United States v. Spearin
Headline: Court affirms contractor's recovery after government unlawfully canceled dry-dock contract, holding the government responsible for defective plans and sewer hazards and requiring payment for contractor losses.
Holding:
- Holds owners responsible for defects in plans they provide to contractors.
- Allows contractors who follow government specs to refuse unsafe work and keep recovery.
- Requires government to pay damages when it unlawfully cancels a construction contract.
Summary
Background
A private contractor agreed to build a dry-dock for the Navy using plans and specifications the Government supplied. The plans required relocating a 6-foot sewer, and the contractor followed those specifications. After relocation, a hidden obstruction (a dam) in a connected 7-foot city sewer caused water pressure that broke the new 6-foot sewer and flooded the excavation. The dam did not appear on the city’s or Government’s plans. The contractor had made only a superficial site check and had no specific knowledge of the dam. He warned the Government, who refused to accept responsibility; after fifteen months the Secretary of the Navy annulled the contract and finished the dry-dock under changed plans.
Reasoning
The central question was whether the Government could cancel the contract when its own plans proved defective. The Court explained that when an owner provides detailed plans and specifications, the contractor who follows them is not responsible for defects in those plans. The specific provision for the sewer amounted to an implied warranty the specified work would be adequate. General contract clauses requiring site checks did not shift that risk to the contractor.
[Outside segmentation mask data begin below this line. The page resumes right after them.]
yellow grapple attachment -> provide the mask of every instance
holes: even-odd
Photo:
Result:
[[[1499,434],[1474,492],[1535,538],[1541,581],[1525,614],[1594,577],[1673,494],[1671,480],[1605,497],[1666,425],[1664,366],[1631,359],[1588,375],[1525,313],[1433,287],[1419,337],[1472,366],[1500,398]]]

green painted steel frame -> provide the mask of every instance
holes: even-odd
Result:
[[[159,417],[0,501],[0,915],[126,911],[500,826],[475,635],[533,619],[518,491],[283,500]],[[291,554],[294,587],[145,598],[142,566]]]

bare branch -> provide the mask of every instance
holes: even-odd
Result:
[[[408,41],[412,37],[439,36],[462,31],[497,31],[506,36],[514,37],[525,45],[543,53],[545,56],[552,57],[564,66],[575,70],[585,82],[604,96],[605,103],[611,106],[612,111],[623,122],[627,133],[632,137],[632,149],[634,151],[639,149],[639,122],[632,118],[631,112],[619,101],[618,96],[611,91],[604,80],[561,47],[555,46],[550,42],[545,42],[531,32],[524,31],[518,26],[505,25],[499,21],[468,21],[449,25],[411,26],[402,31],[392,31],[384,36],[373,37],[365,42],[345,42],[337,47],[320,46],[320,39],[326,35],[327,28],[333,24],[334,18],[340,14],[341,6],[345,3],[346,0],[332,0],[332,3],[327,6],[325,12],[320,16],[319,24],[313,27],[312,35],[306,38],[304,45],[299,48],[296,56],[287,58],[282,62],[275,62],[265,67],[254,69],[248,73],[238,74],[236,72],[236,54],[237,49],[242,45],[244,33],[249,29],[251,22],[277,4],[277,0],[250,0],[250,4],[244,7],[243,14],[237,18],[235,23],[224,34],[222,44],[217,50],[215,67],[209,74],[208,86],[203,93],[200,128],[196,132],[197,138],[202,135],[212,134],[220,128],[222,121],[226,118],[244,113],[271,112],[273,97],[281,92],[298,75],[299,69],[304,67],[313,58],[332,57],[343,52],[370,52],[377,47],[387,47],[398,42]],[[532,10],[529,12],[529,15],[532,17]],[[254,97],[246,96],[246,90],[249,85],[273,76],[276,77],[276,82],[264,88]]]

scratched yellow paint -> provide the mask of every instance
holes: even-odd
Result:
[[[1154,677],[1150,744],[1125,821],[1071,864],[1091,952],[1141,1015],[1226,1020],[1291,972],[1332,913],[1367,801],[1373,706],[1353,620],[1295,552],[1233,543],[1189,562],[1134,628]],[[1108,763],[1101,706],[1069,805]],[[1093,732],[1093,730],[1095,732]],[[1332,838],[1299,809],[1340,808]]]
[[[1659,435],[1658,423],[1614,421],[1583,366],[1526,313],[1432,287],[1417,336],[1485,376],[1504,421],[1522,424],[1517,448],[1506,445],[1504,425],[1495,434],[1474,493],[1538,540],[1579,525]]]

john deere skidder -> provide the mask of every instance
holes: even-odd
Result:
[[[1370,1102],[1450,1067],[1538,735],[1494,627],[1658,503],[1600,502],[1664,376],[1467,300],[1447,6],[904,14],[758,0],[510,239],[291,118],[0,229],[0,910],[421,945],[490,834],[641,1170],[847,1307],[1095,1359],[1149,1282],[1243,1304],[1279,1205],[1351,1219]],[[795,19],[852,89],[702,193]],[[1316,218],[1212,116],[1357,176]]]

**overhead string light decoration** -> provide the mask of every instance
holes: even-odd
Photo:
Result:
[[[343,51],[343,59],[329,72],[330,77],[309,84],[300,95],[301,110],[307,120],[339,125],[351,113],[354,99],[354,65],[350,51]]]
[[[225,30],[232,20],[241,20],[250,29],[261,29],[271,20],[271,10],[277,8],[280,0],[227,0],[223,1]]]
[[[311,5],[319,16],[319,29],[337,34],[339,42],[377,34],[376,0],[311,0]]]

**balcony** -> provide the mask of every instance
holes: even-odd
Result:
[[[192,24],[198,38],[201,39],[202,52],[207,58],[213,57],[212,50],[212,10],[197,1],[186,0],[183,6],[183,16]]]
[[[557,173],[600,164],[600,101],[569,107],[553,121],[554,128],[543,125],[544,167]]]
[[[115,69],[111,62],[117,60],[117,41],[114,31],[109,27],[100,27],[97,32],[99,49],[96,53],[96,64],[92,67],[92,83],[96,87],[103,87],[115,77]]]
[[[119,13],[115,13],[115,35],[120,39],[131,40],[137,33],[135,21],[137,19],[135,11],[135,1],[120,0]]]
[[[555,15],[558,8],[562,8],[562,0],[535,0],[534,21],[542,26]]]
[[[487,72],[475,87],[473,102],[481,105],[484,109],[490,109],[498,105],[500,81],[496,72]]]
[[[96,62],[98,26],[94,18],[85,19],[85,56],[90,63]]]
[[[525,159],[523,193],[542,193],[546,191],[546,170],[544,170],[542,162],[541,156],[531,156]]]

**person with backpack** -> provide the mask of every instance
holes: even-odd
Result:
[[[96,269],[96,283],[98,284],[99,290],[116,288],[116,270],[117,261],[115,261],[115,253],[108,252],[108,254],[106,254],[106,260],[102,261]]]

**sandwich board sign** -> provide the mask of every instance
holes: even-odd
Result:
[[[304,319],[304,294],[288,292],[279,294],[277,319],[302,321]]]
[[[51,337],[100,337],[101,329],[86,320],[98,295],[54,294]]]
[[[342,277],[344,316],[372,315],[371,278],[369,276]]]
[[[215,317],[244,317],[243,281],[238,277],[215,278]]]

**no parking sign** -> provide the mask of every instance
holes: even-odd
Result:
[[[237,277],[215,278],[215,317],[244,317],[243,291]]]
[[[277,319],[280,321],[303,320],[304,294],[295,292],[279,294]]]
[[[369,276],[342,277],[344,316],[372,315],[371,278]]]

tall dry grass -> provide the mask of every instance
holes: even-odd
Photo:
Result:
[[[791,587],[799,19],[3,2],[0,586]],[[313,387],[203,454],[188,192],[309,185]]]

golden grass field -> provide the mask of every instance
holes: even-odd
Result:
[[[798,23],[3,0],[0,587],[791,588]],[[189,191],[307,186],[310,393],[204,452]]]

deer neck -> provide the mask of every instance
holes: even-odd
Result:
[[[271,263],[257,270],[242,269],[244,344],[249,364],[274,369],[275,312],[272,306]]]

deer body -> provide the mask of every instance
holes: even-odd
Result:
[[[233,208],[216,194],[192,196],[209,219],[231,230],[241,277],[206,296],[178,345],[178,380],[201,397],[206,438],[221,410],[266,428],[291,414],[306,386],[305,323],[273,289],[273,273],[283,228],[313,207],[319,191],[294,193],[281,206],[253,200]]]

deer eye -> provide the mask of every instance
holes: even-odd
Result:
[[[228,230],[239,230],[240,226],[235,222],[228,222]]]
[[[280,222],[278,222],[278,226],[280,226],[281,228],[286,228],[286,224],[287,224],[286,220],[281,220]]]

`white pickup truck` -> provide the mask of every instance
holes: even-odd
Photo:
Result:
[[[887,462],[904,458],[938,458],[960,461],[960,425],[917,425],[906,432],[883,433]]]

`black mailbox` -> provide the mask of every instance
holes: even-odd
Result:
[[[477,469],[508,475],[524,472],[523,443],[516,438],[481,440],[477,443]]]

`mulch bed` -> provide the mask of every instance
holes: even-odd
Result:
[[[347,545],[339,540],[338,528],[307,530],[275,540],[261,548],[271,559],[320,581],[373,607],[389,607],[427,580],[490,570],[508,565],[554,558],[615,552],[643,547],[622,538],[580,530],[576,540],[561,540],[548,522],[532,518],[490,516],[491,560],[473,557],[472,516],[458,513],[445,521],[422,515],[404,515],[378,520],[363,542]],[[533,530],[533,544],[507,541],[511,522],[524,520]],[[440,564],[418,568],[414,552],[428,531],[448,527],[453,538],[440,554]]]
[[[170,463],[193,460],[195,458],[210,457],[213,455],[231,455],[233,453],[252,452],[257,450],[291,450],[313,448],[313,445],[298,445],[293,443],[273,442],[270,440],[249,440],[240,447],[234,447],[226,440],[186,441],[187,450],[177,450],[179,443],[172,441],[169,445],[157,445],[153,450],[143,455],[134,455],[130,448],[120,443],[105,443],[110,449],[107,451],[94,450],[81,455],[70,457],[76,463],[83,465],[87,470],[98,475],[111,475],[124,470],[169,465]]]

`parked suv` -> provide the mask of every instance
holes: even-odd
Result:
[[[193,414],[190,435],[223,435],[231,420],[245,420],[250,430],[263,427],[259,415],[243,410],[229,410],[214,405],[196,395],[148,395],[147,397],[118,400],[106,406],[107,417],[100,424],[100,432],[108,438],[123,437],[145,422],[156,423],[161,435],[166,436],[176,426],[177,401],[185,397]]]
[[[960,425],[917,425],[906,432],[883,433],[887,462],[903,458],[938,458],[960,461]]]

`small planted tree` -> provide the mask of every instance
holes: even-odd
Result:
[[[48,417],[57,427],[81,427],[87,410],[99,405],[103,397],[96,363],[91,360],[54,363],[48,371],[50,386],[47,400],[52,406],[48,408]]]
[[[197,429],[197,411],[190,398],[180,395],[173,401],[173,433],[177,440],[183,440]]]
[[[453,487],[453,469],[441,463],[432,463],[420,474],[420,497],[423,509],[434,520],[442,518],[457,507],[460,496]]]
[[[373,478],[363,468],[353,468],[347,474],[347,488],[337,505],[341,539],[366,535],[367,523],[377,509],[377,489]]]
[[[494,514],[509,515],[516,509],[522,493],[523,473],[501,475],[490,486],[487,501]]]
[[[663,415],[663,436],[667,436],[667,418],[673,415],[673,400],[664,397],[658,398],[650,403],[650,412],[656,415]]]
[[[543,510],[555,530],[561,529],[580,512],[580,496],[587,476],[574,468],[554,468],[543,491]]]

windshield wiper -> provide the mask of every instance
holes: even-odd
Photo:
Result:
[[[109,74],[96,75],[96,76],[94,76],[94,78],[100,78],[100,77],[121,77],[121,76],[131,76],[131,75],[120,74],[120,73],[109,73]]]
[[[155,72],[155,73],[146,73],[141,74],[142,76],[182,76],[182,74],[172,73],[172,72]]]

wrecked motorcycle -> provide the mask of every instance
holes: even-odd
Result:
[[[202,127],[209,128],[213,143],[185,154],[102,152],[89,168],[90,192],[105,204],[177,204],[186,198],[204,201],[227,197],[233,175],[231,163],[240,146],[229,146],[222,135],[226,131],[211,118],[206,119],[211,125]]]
Because the Government repudiated responsibility and then annulled the contract without justification, it became liable for the contractor’s losses. The Court of Claims’ award, including anticipated profit, was upheld.
Real world impact
The decision means that government agencies and other owners who supply detailed plans can be held responsible if those plans are defective. Contractors who follow supplied specifications may refuse unsafe work and can recover damages if an owner wrongfully cancels the contract. The Court affirmed the monetary judgment awarded to the contractor for expenditures and lost profit.